Mr. Myers is asking people to bring him consecrated hosts from Mass: the Body of Christ. It’s interesting that he seems to believe there’s a difference from unconsecrated hosts (which anyone can order off the Internet). However, he has know way of knowing by sight whether they’re consecrated or not. They’re just little circles made from wheat and water, not even what I’d call a cracker. I make crackers from nutritious ingredients, with some substance so that they’ll hold cheese or taboulet.
This reminds me of the time Jesus met the possessed man, and the demon said, “I know who you are - the Holy One of God!”
I believe the professor made clear he was trying to obtain a transubstantiated host. Wafers: not so tought to get.

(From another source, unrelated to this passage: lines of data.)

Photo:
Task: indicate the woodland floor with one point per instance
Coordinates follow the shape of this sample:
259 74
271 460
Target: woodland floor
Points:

A piece of unleavened bread until it is consecrated.
1376 The Council of Trent summarizes the Catholic faith by declaring: "Because Christ our Redeemer said that it was truly his body that he was offering under the species of bread, it has always been the conviction of the Church of God, and this holy Council now declares again, that by the consecration of the bread and wine there takes place a change of the whole substance of the bread into the substance of the body of Christ our Lord and of the whole substance of the wine into the substance of his blood. This change the holy Catholic Church has fittingly and properly called transubstantiation."204
1377 The Eucharistic presence of Christ begins at the moment of the consecration and endures as long as the Eucharistic species subsist. Christ is present whole and entire in each of the species and whole and entire in each of their parts, in such a way that the breaking of the bread does not divide Christ.205
1413 By the consecration the transubstantiation of the bread and wine into the Body and Blood of Christ is brought about. Under the consecrated species of bread and wine Christ himself, living and glorious, is present in a true, real, and substantial manner: his Body and his Blood, with his soul and his divinity (cf. Council of Trent: DS 1640; 1651).